JDS Mining CEO says inclusiveness is key to success
Full-service engineering contractor JDS Energy & Mining has developed a unique people-first approach to finding lasting solutions to industry challenges, founder and CEO Jeff Stibbard told The Northern Miner in a recent video interview. (Watch the video here).
Vancouver-based JDS specializes in providing turnkey solutions that take mining and construction projects from early conceptual visions to fully operational businesses. “Bring us your mining start-up and resource development challenges. We’ll take them on and deliver on time, on budget, and without harm,” Stibbard said.
What sets JDS apart from the competition is its commitment to inclusiveness as a trusted business partner of local Indigenous communities. The company “works with First Nations as direct equity participants at the initial stage, creating advocates rather than intervenors,” Stibbard explained.
From reconciliation to ‘reconcili-action’
While this approach can be “a tough sell” in cases where First Nations had previously been shut out of the energy or mineral business, JDS works tirelessly to turn these partnerships into what Stibbard calls “key strengths.” By introducing First Nations as vital players from the very beginning, and explaining the economic and social benefits of a mine before a project launches, “reconciliation becomes reconcili-action.”

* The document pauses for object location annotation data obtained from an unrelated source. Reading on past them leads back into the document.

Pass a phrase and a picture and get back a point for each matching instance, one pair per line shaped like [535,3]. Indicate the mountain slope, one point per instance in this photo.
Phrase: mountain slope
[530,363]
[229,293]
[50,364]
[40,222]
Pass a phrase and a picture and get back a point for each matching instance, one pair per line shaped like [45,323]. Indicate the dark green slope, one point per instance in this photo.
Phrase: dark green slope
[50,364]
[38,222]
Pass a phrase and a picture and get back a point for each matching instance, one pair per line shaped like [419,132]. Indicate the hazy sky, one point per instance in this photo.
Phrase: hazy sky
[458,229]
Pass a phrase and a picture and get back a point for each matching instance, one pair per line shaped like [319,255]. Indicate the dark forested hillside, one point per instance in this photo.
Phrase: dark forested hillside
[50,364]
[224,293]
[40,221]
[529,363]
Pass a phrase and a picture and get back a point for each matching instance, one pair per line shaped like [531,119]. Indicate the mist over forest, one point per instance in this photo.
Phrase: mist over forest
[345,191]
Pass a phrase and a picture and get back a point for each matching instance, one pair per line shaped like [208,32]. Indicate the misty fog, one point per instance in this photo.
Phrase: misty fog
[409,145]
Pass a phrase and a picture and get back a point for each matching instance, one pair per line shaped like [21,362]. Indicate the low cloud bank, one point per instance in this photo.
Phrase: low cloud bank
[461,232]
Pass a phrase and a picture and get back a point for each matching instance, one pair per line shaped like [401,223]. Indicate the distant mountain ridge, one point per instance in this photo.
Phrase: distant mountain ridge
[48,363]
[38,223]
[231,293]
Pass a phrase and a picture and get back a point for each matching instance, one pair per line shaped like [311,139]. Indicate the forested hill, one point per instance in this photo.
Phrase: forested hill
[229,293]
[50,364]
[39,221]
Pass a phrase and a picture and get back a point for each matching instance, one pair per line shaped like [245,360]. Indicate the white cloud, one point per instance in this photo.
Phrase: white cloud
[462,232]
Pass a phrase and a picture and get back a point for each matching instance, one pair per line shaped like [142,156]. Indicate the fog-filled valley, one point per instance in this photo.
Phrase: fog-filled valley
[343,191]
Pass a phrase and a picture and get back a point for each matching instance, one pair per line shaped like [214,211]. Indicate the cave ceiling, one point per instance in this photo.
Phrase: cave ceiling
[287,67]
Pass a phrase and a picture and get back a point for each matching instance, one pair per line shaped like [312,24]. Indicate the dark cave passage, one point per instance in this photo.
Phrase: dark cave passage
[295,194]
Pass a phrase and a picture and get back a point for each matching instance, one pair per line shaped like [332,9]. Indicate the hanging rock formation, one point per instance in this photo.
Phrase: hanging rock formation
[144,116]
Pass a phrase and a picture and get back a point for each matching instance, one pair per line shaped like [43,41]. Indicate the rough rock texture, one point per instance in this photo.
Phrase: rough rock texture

This inclusive approach took shape soon after the company’s founding when JDS was engaged by Sherwood Copper in 2006 to provide engineering, procurement and construction management services for the Minto Mine in the Yukon. JDS partnered with the Selkirk First Nations to provide essential services ranging from ferrying workers across the Yukon River to camp catering, while also providing mentorship and training in construction and business operations.
Less than six weeks after acquiring northern B.C.’s Silvertip Mine in 2013, JDS signed a life-of-mine Socio-Economic Participation Agreement with the Kaska, as well as agreements with local First Nations-owned companies to deliver camp catering, fuel supply and delivery, and freight and personnel expediting. JDS also used IKN, a First Nations business, for all earthworks, road maintenance and labour on site. Ultimately, First Nations accounted for more than 25 percent of the employment at the site.
JDS’s approach has become more pervasive over time, having spread to Victoria Gold’s Eagle Gold Project, where JDS managed US$500 million in construction, to Newmont’s Coffee Gold Project in the Central Yukon, where the Tr’ondek Hwech’in Nation is involved in equipment sales and revenue sharing, and to the 10-year Mount Nansen Remediation Project, where Yukon First Nations have consistently accounted for between 25 and 40% of JDS employees.
Time for Canada to catch up
Others in the Canadian mining industry must follow JDS’s lead in order for the country to regain its international leadership position, Stibbard said. “We’re dropping behind Australia in terms of the overall production of minerals, and investment coming into Canada is dropping. Canada is not doing enough to get the message out to show people that mining is good for Canada. There’s almost a pause or a stutter step at the political level because nobody wants to upset anybody.”
Canada cannot afford to fall behind in resource development, Stibbard said, “particularly when the market requirements are growing, and particularly when there’s still no better place to mine responsibly for the environment and for the health, safety and socio-economic participation of First Nations. We’ve got to get that message out to our national and provincial leaders, and be proud of it.”
Stibbard has built the company to encompass 10 business units spanning from mine engineering, construction and operations to logistics and investing in new technologies such as renewable energy.
“If we can develop creative ways to reduce fuel usage, energy usage or any way to switch away from carbon fuel, we can save our clients money, improve their carbon footprints, and enhance their ESG status at the highest level,” said Stibbard.
To this end, JDS has invested heavily in Enlighten Innovations, a Calgary-based company that develops proprietary sodium superionic conductors (NaSICONs) for use in long-discharge flow batteries that could have myriad mining applications. NaSICONs’ levelized costs of energy and storage are 48 to 55 percent lower than lithium-ion solutions.
“We’re going to be able to do great things moving forward, particularly with global electrification and the tripling of the demand for copper and nickel in the automotive industry,” Stibbard said. “We’ve got the capability of doing it, we just need to start harnessing the hearts and minds of the rest of Canada to help us get there.”